What was he thinking? He could blame Davidoff and her ilk all he liked, but it wouldn’t work. Anybody who logged into the press conference would see his two hundred and eighty pounds. Newscasters wouldn’t even have to speak to portray him as a whiner who picked up his marbles and went home when things didn’t go his way—they’d need only to run the right video sound-bite to destroy his credibility.

And how could he counter the argument that he was just trying to cut costs by moving to a lower-wage country with laxer regulatory agencies?

“Oh, God!” It struck him that some media smart-ass would inevitably wink at the camera and call him yet another corporate fat cat.

“Unless you need medical assistance, sir,” said the car at his side, “I will have to insist that you move along. I will call the police in ten seconds. Nine. Eight—”

“Yeah, yeah, yeah.” Wishing he could shed those mental images as easily as a dog does water, he shook himself, and resumed his trek across the parking lot.

There was nothing he could do. He might as well go back to the lab, finish Dr. Field’s Cure for Cookies, and make himself rich. Surely enough money, suitably donated, could do serious damage to Davidoff’s political future.
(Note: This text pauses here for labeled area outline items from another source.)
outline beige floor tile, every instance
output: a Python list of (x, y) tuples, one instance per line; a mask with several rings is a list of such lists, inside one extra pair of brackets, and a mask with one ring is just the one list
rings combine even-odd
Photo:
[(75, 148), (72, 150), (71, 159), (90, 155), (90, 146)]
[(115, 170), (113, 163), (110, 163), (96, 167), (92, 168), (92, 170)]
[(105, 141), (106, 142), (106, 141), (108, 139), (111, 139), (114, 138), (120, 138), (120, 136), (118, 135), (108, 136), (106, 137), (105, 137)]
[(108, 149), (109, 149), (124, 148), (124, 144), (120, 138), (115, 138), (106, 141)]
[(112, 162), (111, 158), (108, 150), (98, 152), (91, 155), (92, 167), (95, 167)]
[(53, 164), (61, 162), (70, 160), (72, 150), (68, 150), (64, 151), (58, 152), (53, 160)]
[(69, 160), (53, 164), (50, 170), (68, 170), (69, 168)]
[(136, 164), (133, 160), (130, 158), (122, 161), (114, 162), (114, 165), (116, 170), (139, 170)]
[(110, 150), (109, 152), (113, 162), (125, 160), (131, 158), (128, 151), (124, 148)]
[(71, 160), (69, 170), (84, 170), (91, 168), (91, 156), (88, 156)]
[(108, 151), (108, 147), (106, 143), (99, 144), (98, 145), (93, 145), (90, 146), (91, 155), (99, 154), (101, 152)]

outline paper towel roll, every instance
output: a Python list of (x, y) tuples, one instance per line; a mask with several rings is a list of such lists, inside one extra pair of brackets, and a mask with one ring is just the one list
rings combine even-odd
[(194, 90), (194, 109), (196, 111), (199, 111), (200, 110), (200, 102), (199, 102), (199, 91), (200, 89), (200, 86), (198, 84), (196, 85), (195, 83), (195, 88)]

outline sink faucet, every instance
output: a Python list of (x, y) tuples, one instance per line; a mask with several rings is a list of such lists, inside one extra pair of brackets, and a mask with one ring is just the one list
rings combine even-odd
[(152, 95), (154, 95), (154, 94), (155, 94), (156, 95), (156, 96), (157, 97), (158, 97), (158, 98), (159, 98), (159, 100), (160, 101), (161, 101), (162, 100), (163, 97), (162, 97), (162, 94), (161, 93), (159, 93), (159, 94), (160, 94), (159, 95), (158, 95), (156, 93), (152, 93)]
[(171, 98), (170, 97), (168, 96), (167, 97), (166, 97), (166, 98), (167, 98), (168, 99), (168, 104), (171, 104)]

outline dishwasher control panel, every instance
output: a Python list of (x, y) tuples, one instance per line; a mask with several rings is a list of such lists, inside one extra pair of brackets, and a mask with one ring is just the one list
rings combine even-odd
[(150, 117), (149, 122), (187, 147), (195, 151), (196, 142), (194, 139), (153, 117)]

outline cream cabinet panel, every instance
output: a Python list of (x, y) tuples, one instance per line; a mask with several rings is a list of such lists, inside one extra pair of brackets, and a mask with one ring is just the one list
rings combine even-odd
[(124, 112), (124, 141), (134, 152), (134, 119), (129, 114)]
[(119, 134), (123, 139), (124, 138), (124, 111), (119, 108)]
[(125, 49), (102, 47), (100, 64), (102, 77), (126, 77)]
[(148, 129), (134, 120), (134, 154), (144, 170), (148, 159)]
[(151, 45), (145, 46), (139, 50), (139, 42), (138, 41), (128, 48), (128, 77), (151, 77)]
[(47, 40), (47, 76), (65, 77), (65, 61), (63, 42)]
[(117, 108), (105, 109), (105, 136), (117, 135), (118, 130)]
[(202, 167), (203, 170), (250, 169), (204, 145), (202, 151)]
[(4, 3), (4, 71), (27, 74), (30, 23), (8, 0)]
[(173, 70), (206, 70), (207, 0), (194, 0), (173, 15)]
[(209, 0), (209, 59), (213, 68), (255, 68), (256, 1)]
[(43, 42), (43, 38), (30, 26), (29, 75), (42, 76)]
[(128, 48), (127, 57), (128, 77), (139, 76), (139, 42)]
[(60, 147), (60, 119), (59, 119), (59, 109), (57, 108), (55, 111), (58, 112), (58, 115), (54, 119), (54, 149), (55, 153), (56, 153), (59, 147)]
Gloomily, he kicked a pebble, and had to make a hasty apology to the motorcycle into which it bounced.

The problem was, wealth had just lost some of its luster for him. Dr. Field’s Cure would earn him a fortune—but the very act of introducing it to the market would implicitly endorse all of Davidoff ’s prejudices. Dammit. She and her kind were going to win out no matter what he did.

Even more humbling: without their bigotry and their legalized discrimination, the Cure might never earn back its development costs. There would have been a market for it in any event, but not such a… large one.